Maximizing Unambiguous Velocity Range in Phase-contrast MRI with Multipoint Encoding

TL;DR

This paper introduces a joint processing method for phase differences in phase-contrast MRI that maximizes the unambiguous velocity range by exploiting a parallelepiped structure, improving velocity encoding.

Contribution

It demonstrates that the maximum unambiguous velocity range forms a parallelepiped accessible through joint phase difference processing, enhancing velocity encoding in PC-MRI.

Findings

Maximal unambiguous velocity range is a parallelepiped shape.

Joint processing of all phase differences improves velocity range.

Potential for designing new multi-point acquisition schemes.

Abstract

In phase-contrast magnetic resonance imaging (PC-MRI), the velocity of spins at a voxel is encoded in the image phase. The strength of the velocity encoding gradient offers a trade-off between the velocity-to-noise ratio (VNR) and the extent of phase aliasing.
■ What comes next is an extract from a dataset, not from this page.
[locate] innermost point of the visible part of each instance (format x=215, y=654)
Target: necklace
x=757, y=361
Phase differences provide invariance to an unknown background phase. Existing literature proposes processing a reduced set of phase difference equations, simplifying the phase unwrapping problem at the expense of VNR or unaliased range of velocities, or both. Here, we demonstrate that the fullest unambiguous range of velocities is a parallelepiped, which can be accessed by jointly processing all phase differences. The joint processing also minimizes the velocity-to-noise ratio. The simple understanding of the unambiguous parallelepiped provides the potential for analyzing new multi-point acquisitions for an enhanced range of unaliased velocities; two examples are given.